Questions

I'm the CEO of a service shop (developers). We currently have 20 employees. What are qualities that I should be looking at when hiring for an operations position to help me with day to day tasks? I'm also torn between hiring someone from the outside with experience, or promoting someone that I trust with less experience.

I have hired a few hundreds over the last 20 years, as a startup cofounder, advisor for a few startups, and as a manager at Google. I have made mistakes. I have learned a bit. I will share my personal thoughts on it.

Depends on your line of business and your talent pool. In my line of businesses, I work with products that are designed to grow exponentionally. Both as a manager and advising startups, we are planning and executing to grow 1000000x. This takes specific combination of Skills, Role Related Knowlege (RRK), and Personality.

Exponential technologies take exponentional organizations, otherwise your cost will grow linearly (or worse) with your revenue. You do not want that for a plethora of reasons. This means that while RRK is useful, by itself it can prevent a person from be willing to work himself out of a job. I will explain.

I definitely look for outstanding execution of operations, but I also look for the ability to make yourself obsolete, leveraging what a COO learns from the operations to set aggressive goals to eliminate, automate, think bigger and bigger.

In my process hire I believe:

- Hiring is full contact martial art and I believe in getting actively involved into that... After all, people is not the main thing in my business, it is the ONLY thing, since I am in a non-capital-intensive industry.
- Set very high hiring standards and do NOT negotiate them
- Related to that, create specific rubrics before going out hunting.

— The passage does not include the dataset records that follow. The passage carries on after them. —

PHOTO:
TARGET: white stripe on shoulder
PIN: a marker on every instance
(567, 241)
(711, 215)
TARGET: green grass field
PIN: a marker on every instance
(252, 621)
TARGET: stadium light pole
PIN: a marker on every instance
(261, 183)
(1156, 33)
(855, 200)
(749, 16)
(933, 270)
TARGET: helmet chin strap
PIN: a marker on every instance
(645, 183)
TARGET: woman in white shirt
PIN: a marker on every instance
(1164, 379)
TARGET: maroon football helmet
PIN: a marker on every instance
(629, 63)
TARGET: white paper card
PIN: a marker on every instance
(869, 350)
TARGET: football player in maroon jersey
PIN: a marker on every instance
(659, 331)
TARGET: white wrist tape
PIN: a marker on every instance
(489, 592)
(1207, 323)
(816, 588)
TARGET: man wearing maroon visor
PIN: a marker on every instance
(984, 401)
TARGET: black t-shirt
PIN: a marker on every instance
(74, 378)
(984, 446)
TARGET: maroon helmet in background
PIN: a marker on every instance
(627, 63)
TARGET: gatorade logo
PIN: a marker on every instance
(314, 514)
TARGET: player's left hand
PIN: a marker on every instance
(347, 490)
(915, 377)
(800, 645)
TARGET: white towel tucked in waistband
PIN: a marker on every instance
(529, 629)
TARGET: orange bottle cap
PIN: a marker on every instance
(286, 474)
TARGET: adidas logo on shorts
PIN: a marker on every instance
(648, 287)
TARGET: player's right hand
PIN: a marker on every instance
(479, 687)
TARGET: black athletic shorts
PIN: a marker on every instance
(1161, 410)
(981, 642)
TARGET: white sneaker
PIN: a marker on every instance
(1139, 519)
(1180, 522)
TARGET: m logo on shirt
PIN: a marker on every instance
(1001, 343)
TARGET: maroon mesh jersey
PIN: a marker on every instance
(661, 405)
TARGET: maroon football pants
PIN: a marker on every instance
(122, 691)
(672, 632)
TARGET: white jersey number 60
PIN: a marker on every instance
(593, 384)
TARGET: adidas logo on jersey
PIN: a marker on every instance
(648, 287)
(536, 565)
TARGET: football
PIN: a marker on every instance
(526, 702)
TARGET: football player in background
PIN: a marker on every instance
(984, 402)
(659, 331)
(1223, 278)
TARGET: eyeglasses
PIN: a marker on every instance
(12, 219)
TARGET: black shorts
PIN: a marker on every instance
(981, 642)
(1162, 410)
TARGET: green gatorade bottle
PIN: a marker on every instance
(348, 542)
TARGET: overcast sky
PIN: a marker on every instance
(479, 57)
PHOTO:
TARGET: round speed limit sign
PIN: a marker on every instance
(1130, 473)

What specifically I should look for not only in terms of RRK and experience, but how will I assess culture fit, and general cognitive abilities necessary for the person to drive transformation.

Back to your question, before looking at your internal talent pool and making decisions like should I promote or search externally, do think what the professional looks like, have that rubric, and THEN see if you have the person. The bar to promote should be as high and as unegotiable as the one you use to hire externally. Those are my two cents.